With alotta other bills, just like me

But I know I'll be a law some da-

"Please, please! Stop that!" Ford yelled. "I can't drive with that song in my ears!" He yelled again. "Jeez, grunkle ford! Stop being such a sourpuss!" Mabel said in a scolding way. They had finally gotten to the airport. Dipper and Mabel stepped out of the car, along with Bill and Ford. "Well, here we are! Good luck becoming a law!" Dipper said to the little scrap of paper. "You too!" Bill responded. He laughed heartily as he walked to the door of the airport. However, as he got closer, the laugh became less happy, and more maniacal, until it turned into a full on evil laugh. Bill suddenly stopped and turned around, pulling out the Uzi he had been keeping inside of himself. And with a surprised and startled gasp from the Pines, He began firing it in their general direction, completely destroying the car and sending pedestrians scrambling. However, as Mabel was slower to duck then Ford and Dipper, he locked right onto her, filling her with at least 17 bullets. She coughed up some blood, before falling to the ground. "Oh hoh hoh! Looks like someone got vetoed!" Bill said before prancing into the airport. Screaming could be heard from inside. "MABEL!" Dipper shouted, holding clutching his barely alive sister tightly. "YOU LITTLE PAPER BASTARD! I'LL RIP YOU TO SHREDS!" Dipper screamed, running at the airport entrance. However Ford grabbed him by the back of his sweater. "DIPPER NO! IT'S TOO DANGEROUS!" He yelled. "GRUNKLE FORD LET ME GO HE JUST SHOT MY SISTER!" Dipper said. "Dipper, I started this, I need to end it. You need to get Mabel to the hospital asap. Ford ran in. Dipper couldn't drive. He just knelt down next to his sister, crying, helpless. Just then. However, someone pulled up. Stan. "Hey Dipper! You look like you might need a ride! Hop in back! This things only got room for one person up front." Dipper was overjoyed, so without hesitation, he lifted Mabel and put her in the back compartment of the truck, getting on himself.

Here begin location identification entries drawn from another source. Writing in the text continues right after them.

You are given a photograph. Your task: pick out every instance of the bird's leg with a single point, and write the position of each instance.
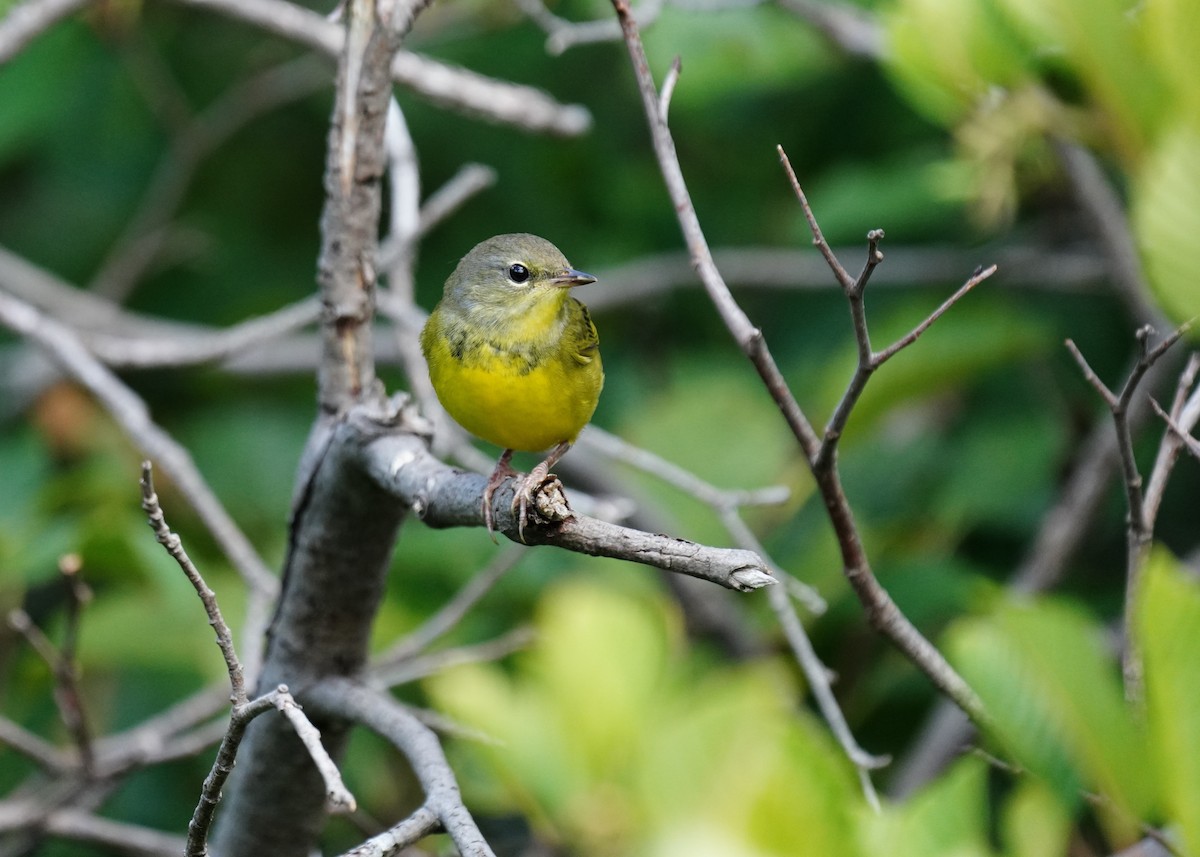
(502, 472)
(528, 486)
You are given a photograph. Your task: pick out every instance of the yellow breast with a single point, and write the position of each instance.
(514, 400)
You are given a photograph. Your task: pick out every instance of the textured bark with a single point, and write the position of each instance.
(342, 538)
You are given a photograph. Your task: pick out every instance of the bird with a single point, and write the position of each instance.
(514, 358)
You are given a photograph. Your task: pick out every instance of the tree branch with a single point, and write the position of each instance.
(881, 611)
(132, 415)
(444, 497)
(384, 715)
(1139, 531)
(451, 87)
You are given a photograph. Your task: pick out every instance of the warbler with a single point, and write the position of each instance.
(514, 358)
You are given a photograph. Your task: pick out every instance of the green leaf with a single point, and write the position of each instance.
(1051, 688)
(1167, 217)
(612, 739)
(946, 819)
(1169, 630)
(1171, 28)
(1035, 822)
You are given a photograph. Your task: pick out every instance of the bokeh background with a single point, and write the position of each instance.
(619, 732)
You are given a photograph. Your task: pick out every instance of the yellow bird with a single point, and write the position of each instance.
(514, 358)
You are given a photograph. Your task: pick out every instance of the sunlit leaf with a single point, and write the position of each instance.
(946, 57)
(1169, 631)
(947, 819)
(1167, 217)
(1051, 688)
(1033, 821)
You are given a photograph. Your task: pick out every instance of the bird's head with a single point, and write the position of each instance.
(513, 276)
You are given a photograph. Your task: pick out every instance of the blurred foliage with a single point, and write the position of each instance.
(1012, 75)
(621, 733)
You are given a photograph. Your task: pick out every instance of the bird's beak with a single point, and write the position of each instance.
(571, 277)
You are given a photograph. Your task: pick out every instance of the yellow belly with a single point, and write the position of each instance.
(533, 411)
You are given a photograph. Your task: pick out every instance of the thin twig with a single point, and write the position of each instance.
(132, 415)
(819, 683)
(222, 766)
(113, 837)
(391, 673)
(25, 21)
(1138, 529)
(337, 796)
(453, 612)
(67, 697)
(819, 241)
(381, 713)
(881, 610)
(459, 89)
(1186, 413)
(39, 750)
(174, 546)
(1182, 433)
(397, 838)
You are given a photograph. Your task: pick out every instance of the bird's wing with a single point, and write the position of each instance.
(581, 337)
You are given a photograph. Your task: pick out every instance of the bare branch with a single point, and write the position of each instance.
(453, 612)
(132, 415)
(459, 89)
(337, 797)
(840, 274)
(67, 696)
(669, 83)
(881, 610)
(390, 672)
(909, 339)
(113, 835)
(192, 349)
(851, 29)
(395, 839)
(819, 683)
(174, 546)
(40, 751)
(1181, 419)
(1138, 528)
(222, 766)
(1102, 205)
(1182, 433)
(384, 715)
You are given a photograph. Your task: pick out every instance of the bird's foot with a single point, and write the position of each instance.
(502, 472)
(523, 498)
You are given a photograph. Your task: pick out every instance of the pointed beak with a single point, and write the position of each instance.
(571, 277)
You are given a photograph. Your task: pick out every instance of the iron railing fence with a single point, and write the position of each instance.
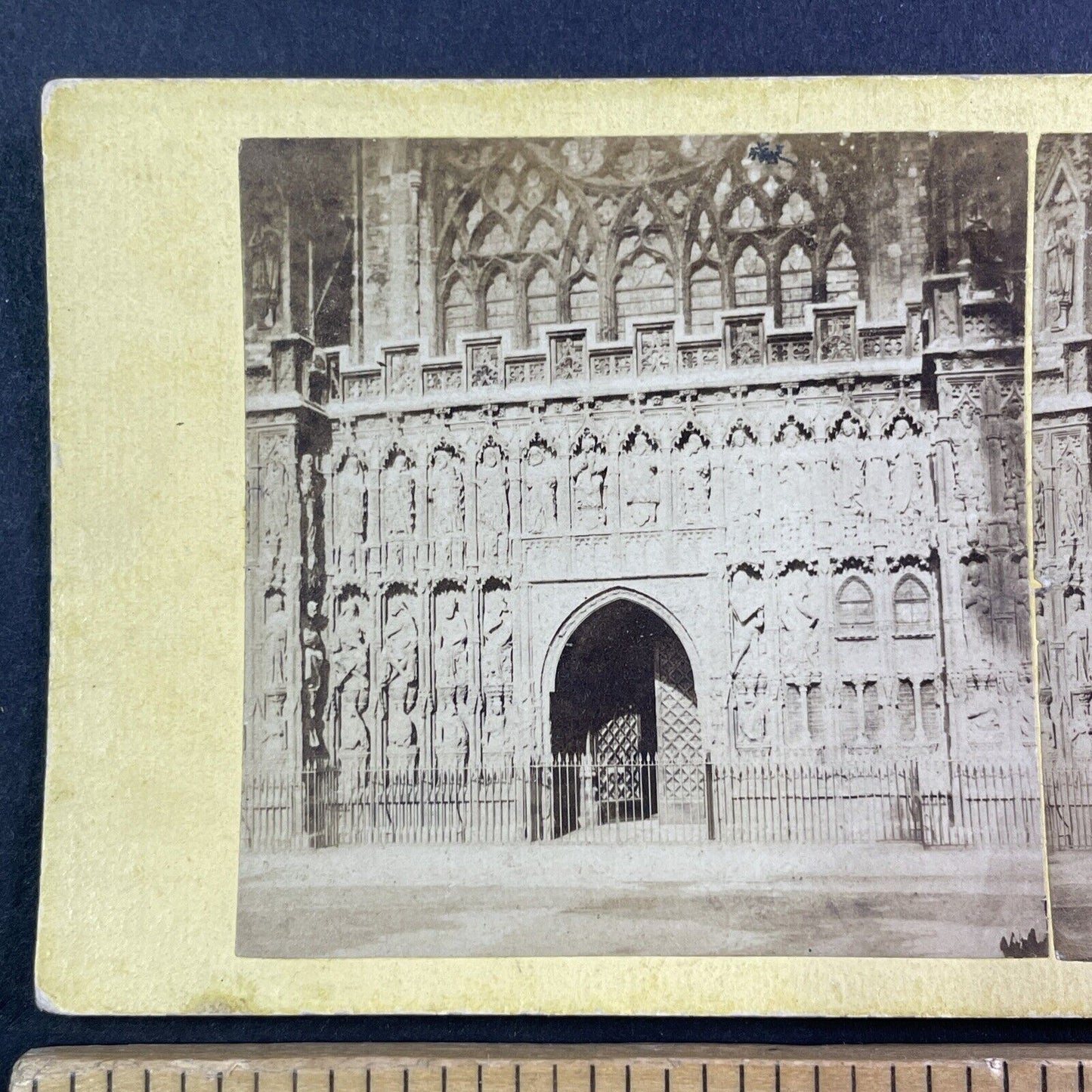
(1067, 800)
(572, 800)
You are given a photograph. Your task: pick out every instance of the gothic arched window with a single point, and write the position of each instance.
(542, 302)
(498, 302)
(749, 280)
(842, 280)
(706, 299)
(458, 314)
(911, 606)
(856, 608)
(795, 285)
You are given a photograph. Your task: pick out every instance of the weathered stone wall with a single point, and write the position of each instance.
(814, 480)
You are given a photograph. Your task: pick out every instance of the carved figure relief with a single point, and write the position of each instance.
(446, 495)
(493, 512)
(451, 641)
(799, 617)
(275, 498)
(694, 478)
(351, 680)
(311, 490)
(400, 497)
(1058, 252)
(977, 610)
(967, 469)
(795, 505)
(748, 623)
(540, 481)
(400, 667)
(1070, 493)
(497, 623)
(314, 670)
(589, 472)
(1077, 638)
(277, 638)
(351, 518)
(640, 481)
(905, 476)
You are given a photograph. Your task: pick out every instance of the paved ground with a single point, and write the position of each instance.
(1072, 902)
(567, 900)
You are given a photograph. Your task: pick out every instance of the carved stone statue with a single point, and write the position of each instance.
(451, 642)
(495, 726)
(905, 476)
(277, 639)
(351, 517)
(446, 495)
(275, 497)
(977, 611)
(400, 497)
(795, 503)
(589, 473)
(640, 483)
(694, 480)
(743, 493)
(969, 481)
(452, 736)
(311, 493)
(748, 621)
(497, 659)
(1077, 639)
(314, 664)
(849, 476)
(540, 480)
(493, 512)
(799, 616)
(753, 712)
(1069, 490)
(1058, 252)
(350, 684)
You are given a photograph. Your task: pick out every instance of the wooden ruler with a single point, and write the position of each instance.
(637, 1068)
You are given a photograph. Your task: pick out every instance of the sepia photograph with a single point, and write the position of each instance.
(1062, 415)
(637, 556)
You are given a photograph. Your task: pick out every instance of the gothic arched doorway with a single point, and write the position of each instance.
(625, 729)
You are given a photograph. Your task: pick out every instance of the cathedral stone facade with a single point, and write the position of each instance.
(1063, 422)
(708, 449)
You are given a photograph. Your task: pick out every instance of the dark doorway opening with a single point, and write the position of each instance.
(610, 697)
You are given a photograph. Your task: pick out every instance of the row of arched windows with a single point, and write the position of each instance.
(856, 606)
(645, 286)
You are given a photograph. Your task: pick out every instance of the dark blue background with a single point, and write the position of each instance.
(404, 39)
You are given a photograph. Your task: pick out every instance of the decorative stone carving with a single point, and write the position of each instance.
(1058, 252)
(497, 626)
(799, 618)
(493, 510)
(451, 641)
(351, 682)
(400, 497)
(446, 495)
(540, 481)
(588, 471)
(400, 679)
(694, 476)
(351, 518)
(314, 679)
(640, 481)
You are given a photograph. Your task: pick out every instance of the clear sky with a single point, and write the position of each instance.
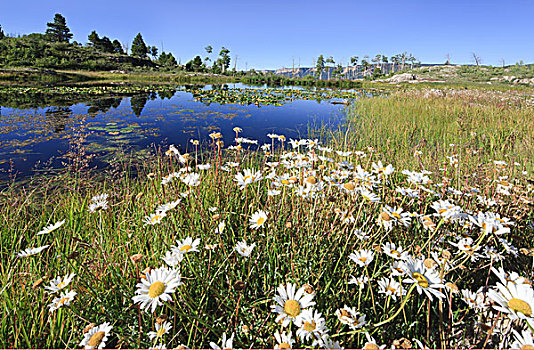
(274, 33)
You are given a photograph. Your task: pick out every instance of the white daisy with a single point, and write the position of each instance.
(312, 325)
(96, 337)
(426, 280)
(363, 257)
(59, 283)
(244, 249)
(258, 219)
(156, 287)
(161, 329)
(283, 340)
(290, 304)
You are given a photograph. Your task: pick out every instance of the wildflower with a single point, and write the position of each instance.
(359, 281)
(96, 337)
(362, 257)
(516, 300)
(283, 340)
(156, 287)
(352, 318)
(98, 202)
(51, 228)
(31, 251)
(173, 257)
(187, 245)
(525, 340)
(161, 329)
(290, 304)
(63, 300)
(244, 249)
(226, 343)
(155, 218)
(191, 179)
(425, 279)
(258, 219)
(311, 325)
(59, 283)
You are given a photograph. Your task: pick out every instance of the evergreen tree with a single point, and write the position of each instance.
(58, 31)
(117, 47)
(139, 48)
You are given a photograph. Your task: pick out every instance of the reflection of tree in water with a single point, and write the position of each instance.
(138, 102)
(167, 94)
(58, 116)
(103, 105)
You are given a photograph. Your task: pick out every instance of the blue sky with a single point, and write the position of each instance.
(271, 34)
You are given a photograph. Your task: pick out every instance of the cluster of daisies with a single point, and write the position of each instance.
(391, 271)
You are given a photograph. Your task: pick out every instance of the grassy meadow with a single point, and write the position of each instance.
(409, 227)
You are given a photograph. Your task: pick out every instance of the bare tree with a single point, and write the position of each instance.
(476, 59)
(448, 57)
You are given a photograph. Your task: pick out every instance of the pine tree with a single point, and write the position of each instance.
(139, 48)
(58, 31)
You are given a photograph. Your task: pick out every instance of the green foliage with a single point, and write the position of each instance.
(58, 31)
(139, 48)
(195, 65)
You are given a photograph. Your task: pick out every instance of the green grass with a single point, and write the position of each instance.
(304, 240)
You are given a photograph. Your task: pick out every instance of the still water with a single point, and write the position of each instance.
(36, 138)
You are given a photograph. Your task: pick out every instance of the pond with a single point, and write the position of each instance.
(36, 134)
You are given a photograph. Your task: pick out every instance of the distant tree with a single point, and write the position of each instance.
(195, 65)
(58, 31)
(94, 39)
(117, 47)
(476, 59)
(139, 48)
(167, 60)
(319, 66)
(153, 52)
(448, 57)
(224, 59)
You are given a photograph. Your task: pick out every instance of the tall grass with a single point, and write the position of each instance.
(305, 240)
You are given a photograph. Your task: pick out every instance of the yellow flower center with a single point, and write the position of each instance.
(519, 305)
(309, 327)
(292, 308)
(156, 289)
(395, 252)
(385, 217)
(421, 280)
(96, 339)
(160, 332)
(349, 186)
(185, 248)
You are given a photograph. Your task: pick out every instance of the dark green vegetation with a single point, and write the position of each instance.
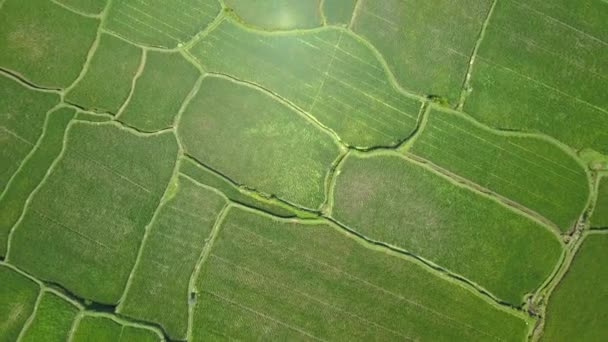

Inside the airport, Bill was going on a killing spree, laughing as blood was splattered everywhere. He shot one pedestrian after another, making them flee like animals. With every splatter of blood on the wall, his laughs became more and more crazed. He looked up to see the available flights. "74 TO PENNSYLVANIA" It was close enough. He would just hijack the plane. With another evil laugh, Bill exclaimed "Constitution, here I come!" just as Ford burst in.